Shinohara Shuji, Manome Nobuhito, Suzuki Kouta, Chung Ung-Il, Takahashi Tatsuji, Gunji Pegio-Yukio, Nakajima Yoshihiro, Mitsuyoshi Shunji
Department of Bioengineering, Graduate School of Engineering, The University of Tokyo, Tokyo, Japan.
Department of Bioengineering, Graduate School of Engineering, The University of Tokyo, Tokyo, Japan; Department of Research and Development, SoftBank Robotics Group Corp, Tokyo, Japan.
Biosystems. 2020 Apr;190:104104. doi: 10.1016/j.biosystems.2020.104104. Epub 2020 Feb 4.
We start by proposing a causal induction model that incorporates symmetry bias. This model has two parameters that control the strength of symmetry bias and includes conditional probability and conventional models of causal induction as special cases. We calculated the determination coefficients between assessments by participants in eight types of causal induction experiments and the estimated values using the proposed model. The mean coefficient of determination was 0.93. Thus, it can reproduce causal induction of human judgment with high accuracy. We further propose a human-like Bayesian inference method to replace the conditional probability in Bayesian inference with the aforementioned causal induction model. In this method, two components coexist: the component of Bayesian inference, which updates the degree of confidence for each hypothesis, and the component of inverse Bayesian inference that modifies the model of each hypothesis. In other words, this method allows not only inference but also simultaneous learning. Our study demonstrates that the method addresses unsteady situations where the target of inference occasionally changes not only by making inferences based on knowledge (model) and observation data, but also by modifying the model itself.

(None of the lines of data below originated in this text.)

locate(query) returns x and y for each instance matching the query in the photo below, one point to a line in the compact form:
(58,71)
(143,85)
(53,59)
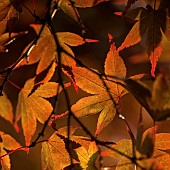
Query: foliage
(58,69)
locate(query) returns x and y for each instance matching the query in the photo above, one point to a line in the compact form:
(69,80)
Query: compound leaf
(6,109)
(33,106)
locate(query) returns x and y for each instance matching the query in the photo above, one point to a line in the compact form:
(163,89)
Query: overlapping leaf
(148,30)
(45,51)
(55,154)
(155,101)
(6,109)
(88,157)
(103,90)
(33,107)
(147,156)
(7,143)
(92,83)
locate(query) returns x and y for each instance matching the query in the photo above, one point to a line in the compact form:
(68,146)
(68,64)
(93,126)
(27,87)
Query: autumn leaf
(148,30)
(6,109)
(34,107)
(68,7)
(54,154)
(92,83)
(155,101)
(129,3)
(104,89)
(45,51)
(88,157)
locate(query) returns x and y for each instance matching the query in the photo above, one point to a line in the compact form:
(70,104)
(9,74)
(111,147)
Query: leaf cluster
(58,69)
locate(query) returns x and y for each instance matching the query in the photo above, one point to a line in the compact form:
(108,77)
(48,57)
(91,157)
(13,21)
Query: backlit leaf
(54,153)
(45,51)
(129,3)
(7,143)
(6,109)
(156,160)
(34,106)
(162,141)
(103,90)
(88,157)
(5,161)
(155,101)
(148,31)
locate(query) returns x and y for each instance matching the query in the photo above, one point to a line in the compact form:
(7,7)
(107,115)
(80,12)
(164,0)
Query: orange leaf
(34,106)
(154,57)
(88,157)
(54,153)
(155,101)
(6,109)
(105,89)
(87,3)
(7,143)
(5,161)
(162,141)
(45,51)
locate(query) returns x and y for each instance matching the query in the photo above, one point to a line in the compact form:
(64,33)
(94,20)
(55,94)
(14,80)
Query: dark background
(99,21)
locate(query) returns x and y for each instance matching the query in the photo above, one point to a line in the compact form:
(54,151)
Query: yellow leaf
(33,106)
(45,51)
(54,153)
(5,161)
(88,157)
(9,142)
(6,110)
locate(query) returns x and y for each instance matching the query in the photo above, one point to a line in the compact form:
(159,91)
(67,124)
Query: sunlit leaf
(162,141)
(6,109)
(45,51)
(147,30)
(7,143)
(88,157)
(7,38)
(157,159)
(104,89)
(54,153)
(34,106)
(155,101)
(129,3)
(5,161)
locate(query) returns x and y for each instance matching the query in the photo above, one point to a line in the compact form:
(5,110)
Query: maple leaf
(7,143)
(148,30)
(54,153)
(147,156)
(155,101)
(45,51)
(32,107)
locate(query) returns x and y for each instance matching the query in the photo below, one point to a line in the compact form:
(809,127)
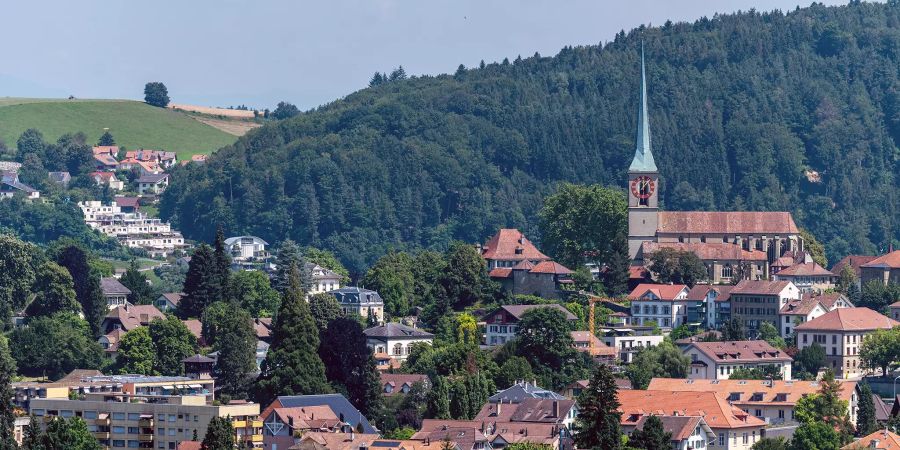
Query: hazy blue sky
(228,52)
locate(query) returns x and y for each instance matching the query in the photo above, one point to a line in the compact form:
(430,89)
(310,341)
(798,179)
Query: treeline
(795,111)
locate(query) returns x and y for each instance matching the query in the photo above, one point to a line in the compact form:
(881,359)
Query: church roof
(643,157)
(768,223)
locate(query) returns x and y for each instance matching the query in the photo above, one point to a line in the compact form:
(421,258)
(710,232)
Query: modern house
(395,339)
(718,360)
(502,324)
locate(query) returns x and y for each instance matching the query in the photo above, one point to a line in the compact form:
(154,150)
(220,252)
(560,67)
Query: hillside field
(133,124)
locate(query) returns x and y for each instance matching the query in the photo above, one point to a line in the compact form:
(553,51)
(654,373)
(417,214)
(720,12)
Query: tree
(677,266)
(136,282)
(597,424)
(87,285)
(236,344)
(174,342)
(582,224)
(285,110)
(352,368)
(880,349)
(866,421)
(201,285)
(7,416)
(219,434)
(734,330)
(137,353)
(54,346)
(652,436)
(324,308)
(54,292)
(253,292)
(156,94)
(292,366)
(106,139)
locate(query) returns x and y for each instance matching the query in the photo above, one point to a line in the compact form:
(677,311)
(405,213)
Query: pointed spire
(643,157)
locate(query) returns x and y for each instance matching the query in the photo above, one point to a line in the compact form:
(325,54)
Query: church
(726,241)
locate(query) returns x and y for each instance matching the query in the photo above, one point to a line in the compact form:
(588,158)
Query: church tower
(643,180)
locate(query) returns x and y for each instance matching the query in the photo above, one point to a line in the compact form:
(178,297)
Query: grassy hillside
(133,124)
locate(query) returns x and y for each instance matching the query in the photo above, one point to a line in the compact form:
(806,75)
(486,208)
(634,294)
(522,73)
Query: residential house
(885,269)
(152,183)
(401,383)
(509,247)
(10,186)
(755,302)
(771,401)
(841,333)
(687,432)
(808,277)
(395,339)
(734,428)
(360,302)
(108,179)
(502,324)
(62,178)
(665,305)
(718,360)
(808,307)
(115,293)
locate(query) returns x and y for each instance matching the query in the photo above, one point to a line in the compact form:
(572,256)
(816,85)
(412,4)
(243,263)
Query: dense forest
(795,111)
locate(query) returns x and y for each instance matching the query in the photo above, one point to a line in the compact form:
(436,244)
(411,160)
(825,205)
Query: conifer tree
(597,425)
(292,366)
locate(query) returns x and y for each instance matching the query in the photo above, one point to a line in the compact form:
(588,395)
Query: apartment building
(841,333)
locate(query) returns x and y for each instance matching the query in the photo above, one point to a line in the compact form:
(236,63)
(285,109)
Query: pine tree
(201,284)
(866,422)
(597,425)
(219,435)
(236,344)
(292,366)
(652,436)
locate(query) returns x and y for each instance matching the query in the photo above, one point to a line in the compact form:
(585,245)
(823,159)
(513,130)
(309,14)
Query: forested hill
(773,111)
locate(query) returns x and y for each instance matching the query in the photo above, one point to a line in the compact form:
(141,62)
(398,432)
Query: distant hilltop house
(521,268)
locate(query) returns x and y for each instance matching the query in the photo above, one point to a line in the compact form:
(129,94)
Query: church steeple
(643,156)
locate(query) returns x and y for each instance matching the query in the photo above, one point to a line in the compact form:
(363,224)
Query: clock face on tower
(642,187)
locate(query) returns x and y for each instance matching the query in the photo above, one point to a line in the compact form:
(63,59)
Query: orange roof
(727,222)
(709,250)
(551,267)
(804,269)
(662,291)
(713,408)
(770,390)
(890,260)
(879,440)
(511,244)
(849,319)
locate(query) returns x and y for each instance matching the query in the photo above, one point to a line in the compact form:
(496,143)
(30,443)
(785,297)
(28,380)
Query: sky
(257,53)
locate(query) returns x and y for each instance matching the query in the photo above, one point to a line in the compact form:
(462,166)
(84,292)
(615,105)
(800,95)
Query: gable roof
(518,311)
(849,319)
(511,244)
(717,412)
(662,291)
(739,351)
(888,261)
(727,222)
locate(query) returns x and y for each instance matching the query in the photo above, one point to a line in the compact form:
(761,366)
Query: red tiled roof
(730,222)
(805,269)
(890,260)
(551,267)
(709,250)
(759,287)
(663,291)
(849,319)
(505,243)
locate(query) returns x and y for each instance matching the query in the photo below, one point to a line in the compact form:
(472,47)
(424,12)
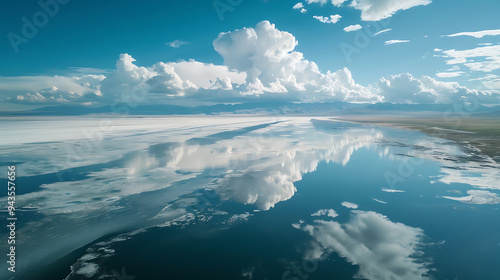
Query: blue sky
(88,37)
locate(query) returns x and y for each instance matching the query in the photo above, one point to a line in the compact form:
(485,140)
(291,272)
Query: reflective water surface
(225,197)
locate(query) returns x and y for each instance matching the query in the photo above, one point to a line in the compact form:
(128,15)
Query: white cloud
(325,212)
(349,205)
(477,34)
(390,42)
(273,68)
(259,64)
(404,88)
(477,197)
(392,190)
(449,74)
(331,19)
(490,54)
(382,31)
(299,6)
(353,27)
(337,3)
(375,10)
(177,43)
(381,248)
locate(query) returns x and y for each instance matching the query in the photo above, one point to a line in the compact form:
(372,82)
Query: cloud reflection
(381,248)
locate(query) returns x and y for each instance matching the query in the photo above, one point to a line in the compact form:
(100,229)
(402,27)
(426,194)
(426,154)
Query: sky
(94,53)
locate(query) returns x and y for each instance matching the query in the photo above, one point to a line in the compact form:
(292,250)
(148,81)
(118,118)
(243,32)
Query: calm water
(248,198)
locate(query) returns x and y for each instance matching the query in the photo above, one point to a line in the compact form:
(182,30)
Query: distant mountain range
(281,108)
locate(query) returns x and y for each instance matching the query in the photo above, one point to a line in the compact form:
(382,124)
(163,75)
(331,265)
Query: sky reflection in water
(301,177)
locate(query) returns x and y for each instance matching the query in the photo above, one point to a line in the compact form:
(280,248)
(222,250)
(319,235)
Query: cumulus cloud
(381,248)
(477,197)
(337,3)
(375,10)
(273,68)
(477,34)
(260,63)
(299,6)
(353,27)
(349,205)
(325,212)
(390,42)
(177,43)
(449,74)
(382,31)
(331,19)
(404,88)
(489,54)
(51,90)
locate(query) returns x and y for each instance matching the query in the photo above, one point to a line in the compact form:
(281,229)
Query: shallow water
(219,197)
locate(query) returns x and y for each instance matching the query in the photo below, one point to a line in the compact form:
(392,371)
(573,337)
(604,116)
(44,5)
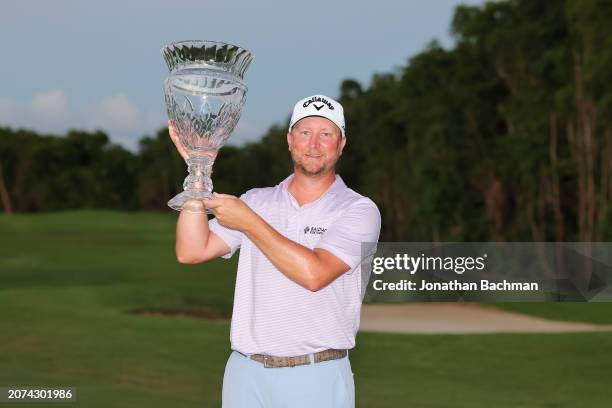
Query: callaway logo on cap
(318,105)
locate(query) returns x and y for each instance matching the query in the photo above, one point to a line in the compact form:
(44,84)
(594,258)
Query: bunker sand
(458,318)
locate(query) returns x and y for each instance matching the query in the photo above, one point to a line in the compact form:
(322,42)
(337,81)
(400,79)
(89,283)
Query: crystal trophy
(204,94)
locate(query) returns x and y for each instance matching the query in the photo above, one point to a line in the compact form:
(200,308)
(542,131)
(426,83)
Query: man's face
(315,144)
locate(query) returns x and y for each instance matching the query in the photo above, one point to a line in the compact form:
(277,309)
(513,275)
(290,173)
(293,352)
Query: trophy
(204,95)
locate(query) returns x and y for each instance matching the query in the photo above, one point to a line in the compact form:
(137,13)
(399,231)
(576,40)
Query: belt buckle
(267,364)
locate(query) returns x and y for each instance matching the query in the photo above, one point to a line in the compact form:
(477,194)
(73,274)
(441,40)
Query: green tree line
(505,136)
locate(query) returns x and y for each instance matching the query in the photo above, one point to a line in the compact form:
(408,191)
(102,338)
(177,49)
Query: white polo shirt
(274,315)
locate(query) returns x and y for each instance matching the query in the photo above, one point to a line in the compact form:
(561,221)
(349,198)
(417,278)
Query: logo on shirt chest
(314,230)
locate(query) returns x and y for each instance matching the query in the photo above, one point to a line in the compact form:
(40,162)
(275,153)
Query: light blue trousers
(248,384)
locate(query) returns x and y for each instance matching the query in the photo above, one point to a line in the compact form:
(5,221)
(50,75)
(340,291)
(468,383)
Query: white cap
(318,105)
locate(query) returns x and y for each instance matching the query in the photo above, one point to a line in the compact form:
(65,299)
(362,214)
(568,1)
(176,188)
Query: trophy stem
(197,185)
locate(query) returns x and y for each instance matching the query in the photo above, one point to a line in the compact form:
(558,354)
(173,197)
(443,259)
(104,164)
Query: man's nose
(314,140)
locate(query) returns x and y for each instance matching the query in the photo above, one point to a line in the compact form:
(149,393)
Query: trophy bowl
(204,95)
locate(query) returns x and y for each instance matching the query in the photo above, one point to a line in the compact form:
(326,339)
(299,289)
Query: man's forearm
(192,232)
(298,263)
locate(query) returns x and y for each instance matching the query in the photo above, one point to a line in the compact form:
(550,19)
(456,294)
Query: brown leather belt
(274,361)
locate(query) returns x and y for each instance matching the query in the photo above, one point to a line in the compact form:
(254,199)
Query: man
(299,285)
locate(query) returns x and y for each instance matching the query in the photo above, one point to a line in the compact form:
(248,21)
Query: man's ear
(342,143)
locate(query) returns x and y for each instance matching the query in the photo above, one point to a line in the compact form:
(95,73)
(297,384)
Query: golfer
(299,285)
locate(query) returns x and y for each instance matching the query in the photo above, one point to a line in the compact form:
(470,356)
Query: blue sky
(88,65)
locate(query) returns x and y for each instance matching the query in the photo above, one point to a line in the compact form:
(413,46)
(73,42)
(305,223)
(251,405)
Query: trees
(505,136)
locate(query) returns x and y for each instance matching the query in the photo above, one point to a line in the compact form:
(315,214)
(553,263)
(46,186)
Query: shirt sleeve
(360,223)
(231,237)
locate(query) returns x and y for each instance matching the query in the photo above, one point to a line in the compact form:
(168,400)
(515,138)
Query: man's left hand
(231,211)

我们首先提出一个包含对称性偏差的因果归纳模型。该模型有两个控制对称性偏差强度的参数,并将条件概率和传统因果归纳模型作为特殊情况包含在内。我们计算了八类因果归纳实验中参与者评估与使用所提模型的估计值之间的决定系数。平均决定系数为0.93。因此,它能够高精度地重现人类判断的因果归纳。我们进一步提出一种类人贝叶斯推理方法,用上述因果归纳模型替代贝叶斯推理中的条件概率。在这种方法中,两个组件并存:贝叶斯推理组件,它更新每个假设的置信度;以及逆贝叶斯推理组件,它修改每个假设的模型。换句话说,这种方法不仅允许推理,还允许同时学习。我们的研究表明,该方法通过基于知识(模型)和观测数据进行推理,以及通过修改模型本身,来处理推理目标偶尔变化的不稳定情况。